The first afternoon session of day 2 was on homomorphic cryptography. There were three talks: the first was on fully homomorphic encryption, and the next two on the slightly lesser-known topics of homomorphic MACs and authenticated data structures. In this post I will talk about the first two talks, which captivated me the most.
Tancrède Lepoint gave the first talk, on integer-based fully homomorphic encryption, which was a merge of two papers. Much recent work on FHE has focussed on constructions based on ring-LWE, whilst Gentry's scheme and the integer-based DGHV variant are often ignored due to large parameter sizes. The talk aimed to bridge this gap and show that actually, the integer scheme can be competitive with ring-LWE. Following on from last year's Eurocrypt paper, which allowed for better 'noise control' using modulus switching, Tancrède described how batching techniques can be used to perform parallel homomorphic operations on ciphertexts. Batching allows multiple plaintexts to be 'packed' into a single ciphertext, so that when a homomorphic operation is performed on a ciphertext, it is applied to every plaintext element in parallel. These techniques were originally developed by Smart and Vercauteren, for plaintext spaces of polynomial rings, and it turns out that the CRT can similarly be used for the scheme over the integers. The use of batching makes a huge practical difference: previously a ciphertext of size 20 million bits could only encrypt a single bit; now the same-sized ciphertext can encrypt around 300 bits.

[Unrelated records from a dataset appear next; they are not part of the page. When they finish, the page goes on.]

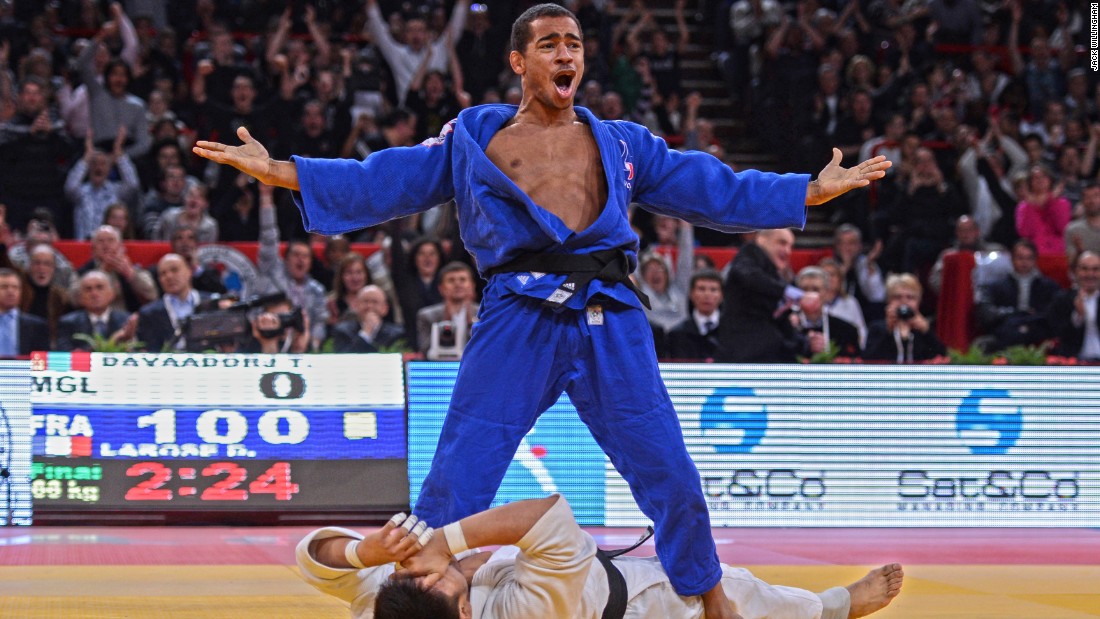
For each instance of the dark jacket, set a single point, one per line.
(749, 328)
(1059, 321)
(79, 322)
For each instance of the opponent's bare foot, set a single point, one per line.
(875, 590)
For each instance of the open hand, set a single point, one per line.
(835, 180)
(251, 157)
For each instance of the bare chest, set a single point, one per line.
(558, 168)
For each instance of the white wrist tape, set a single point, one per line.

In addition to parallel operations, effective use of batching also requires the ability to permute plaintext elements within a single ciphertext. This is possible with ring-LWE based schemes because of their nice algebraic structure, however it seems more difficult over the integers. Instead, they take advantage of the bootstrapping step, which homomorphically decrypts a ciphertext, to perform a permutation. Using these techniques, they present an implementation of homomorphic AES that takes 12 minutes per block on average, compared with 5 minutes per block for the implementation from Crypto last year. This shows that integer-based FHE is still a viable option, although it is worth noting that the Crypto implementation did not use bootstrapping; it would be interesting to see if adding bootstrapping could put it much further ahead or not.
The second talk of the session was given by Dario Catalano, on homomorphic MACs for arithmetic circuits. In the scenario of delegating computation to a server, it is often important to be able to verify that the computation was carried out on the correct data, which was previously authenticated by the client. Using homomorphic MACs allows the client to verify the server's output, with respect to the function computed and the original, authenticated inputs. The key element is a mechanism whereby anyone can take a set of MAC'd messages and compute a MAC valid for the output of any function of the messages. Previous work in this area was only homomorphic for linear functions, or required the use of FHE, which is undesirable. Their construction allows homomorphism for polynomially sized circuits, is secure based only on the existence of PRFs, and is very efficient to compute the MACs. However, the complexity of verification grows with the degree of the circuit, which seems unfortunate, especially for the application of outsourced computation. Another open problem Dario mentioned was to construct a fully homomorphic MAC, for circuits of arbitrary size.